Apple’s iPhone may sell like hotcakes when it becomes available in June, but consumers who aren’t in territory served by AT&T’s Cingular Wireless could find the phones useless.

The iPhone has an exclusive contract with Cingular for wireless service. Like other wireless companies, there are areas where Cingular has no coverage and some that require a roaming charge.

A map on Cingular’s website shows heavy coverage in the Denver metro area and around Grand Junction.

But swaths of the western part of the state are shown as having no coverage. In eastern Colorado, the map indicates that service is provided by a partner company through roaming agreements – and not by Cingular itself.

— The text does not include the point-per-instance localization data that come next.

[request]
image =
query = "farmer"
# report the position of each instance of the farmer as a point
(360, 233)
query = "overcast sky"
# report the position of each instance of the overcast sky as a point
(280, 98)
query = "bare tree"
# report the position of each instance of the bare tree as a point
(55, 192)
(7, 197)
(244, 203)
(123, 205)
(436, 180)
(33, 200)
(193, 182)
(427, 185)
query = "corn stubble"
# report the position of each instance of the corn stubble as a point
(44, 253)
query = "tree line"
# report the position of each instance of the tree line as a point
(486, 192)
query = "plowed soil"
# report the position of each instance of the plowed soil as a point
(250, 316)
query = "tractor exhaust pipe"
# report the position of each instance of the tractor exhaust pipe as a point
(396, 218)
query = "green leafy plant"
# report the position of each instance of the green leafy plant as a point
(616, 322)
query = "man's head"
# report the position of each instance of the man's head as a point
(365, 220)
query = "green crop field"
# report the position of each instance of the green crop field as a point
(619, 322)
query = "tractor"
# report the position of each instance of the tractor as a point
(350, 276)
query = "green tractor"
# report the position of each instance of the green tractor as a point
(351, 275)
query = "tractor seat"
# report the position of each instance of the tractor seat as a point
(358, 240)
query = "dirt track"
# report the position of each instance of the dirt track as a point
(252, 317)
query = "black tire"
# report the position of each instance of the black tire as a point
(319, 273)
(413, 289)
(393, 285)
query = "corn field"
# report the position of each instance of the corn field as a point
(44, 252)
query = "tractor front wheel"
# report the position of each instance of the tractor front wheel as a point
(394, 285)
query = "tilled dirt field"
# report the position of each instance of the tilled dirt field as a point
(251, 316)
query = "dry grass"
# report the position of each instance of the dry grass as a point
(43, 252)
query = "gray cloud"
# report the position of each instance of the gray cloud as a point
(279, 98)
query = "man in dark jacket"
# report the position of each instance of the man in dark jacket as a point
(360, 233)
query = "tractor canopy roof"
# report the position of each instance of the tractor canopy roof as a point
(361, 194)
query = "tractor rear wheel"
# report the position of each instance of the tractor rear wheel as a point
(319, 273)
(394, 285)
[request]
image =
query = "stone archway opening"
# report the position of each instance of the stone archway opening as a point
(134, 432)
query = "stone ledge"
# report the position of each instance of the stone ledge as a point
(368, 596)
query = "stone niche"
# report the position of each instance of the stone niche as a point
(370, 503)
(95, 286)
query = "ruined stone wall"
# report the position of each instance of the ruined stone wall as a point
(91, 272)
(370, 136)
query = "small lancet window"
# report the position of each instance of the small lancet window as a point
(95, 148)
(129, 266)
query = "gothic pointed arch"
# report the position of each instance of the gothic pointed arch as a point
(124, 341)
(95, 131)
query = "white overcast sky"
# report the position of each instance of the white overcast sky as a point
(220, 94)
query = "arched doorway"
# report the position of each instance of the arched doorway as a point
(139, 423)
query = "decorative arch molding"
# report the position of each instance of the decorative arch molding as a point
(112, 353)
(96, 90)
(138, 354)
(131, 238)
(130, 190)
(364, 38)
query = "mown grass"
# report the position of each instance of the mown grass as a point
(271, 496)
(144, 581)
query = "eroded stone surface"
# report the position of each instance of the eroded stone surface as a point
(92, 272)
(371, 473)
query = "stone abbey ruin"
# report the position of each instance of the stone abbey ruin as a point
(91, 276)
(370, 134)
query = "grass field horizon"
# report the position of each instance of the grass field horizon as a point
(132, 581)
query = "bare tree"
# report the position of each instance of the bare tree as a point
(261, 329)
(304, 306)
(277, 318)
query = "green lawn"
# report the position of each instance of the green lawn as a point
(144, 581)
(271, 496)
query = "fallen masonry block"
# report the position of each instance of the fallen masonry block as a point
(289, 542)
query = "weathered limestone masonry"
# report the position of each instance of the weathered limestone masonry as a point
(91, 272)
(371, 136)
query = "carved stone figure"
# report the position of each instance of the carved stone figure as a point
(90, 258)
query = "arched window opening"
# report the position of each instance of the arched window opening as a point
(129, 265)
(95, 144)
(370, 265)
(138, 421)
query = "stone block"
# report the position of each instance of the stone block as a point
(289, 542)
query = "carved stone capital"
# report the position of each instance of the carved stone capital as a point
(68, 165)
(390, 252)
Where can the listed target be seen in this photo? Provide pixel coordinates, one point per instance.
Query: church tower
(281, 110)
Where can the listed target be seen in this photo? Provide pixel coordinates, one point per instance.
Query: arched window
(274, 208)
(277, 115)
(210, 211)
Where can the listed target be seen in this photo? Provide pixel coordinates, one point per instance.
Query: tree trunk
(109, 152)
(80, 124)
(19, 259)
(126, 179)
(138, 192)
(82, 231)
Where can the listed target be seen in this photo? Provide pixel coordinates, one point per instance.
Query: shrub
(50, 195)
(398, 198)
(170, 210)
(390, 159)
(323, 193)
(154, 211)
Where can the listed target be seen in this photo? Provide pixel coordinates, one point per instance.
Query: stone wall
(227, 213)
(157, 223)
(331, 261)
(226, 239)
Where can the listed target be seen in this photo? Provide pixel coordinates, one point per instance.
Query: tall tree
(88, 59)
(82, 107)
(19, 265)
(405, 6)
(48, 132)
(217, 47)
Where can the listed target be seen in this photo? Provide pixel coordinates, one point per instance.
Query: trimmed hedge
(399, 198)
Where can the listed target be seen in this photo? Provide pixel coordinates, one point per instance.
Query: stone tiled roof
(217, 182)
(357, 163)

“No wireless service operates in every single square foot of the U.S.,” said Mark Siegel, Cingular spokesman. “In many places where we might not have coverage, we do have roaming agreements so your device would work there.”

Cingular is the nation’s largest wireless carrier, with 58 million customers. AT&T this week began rebranding Cingular following its acquisition of BellSouth, which owned the other half of Cingular.

The iPhones, priced at $499 or $599 depending on gigabytes of storage, will be sold only through Apple or Cingular.

The iPhone was unveiled this month during the annual Macworld Conference and Expo in San Francisco. The device is a cross between another of Apple’s industry-changing devices, the iPod, and a cellphone.

The device combines an iPod music player, a cellphone and a full-featured Internet browser.

Cingular has roaming agreements in Durango, so residents could use the phones, said Sam Hotchkiss, who is in sales at Connecting Point of Durango, which specializes in Apple products. But the signal might not be strong enough to guarantee the Internet browser would work, he added.

The iPhone service reportedly won’t be available in all – or portions – of Alaska, Colorado, the Dakotas, Idaho, Iowa, Kansas, Maine, Minnesota, Montana, Nebraska, Nevada, New Hampshire, New Mexico, upstate New York, Oregon, Utah, Vermont and Wyoming.

The Associated Press contributed to this report.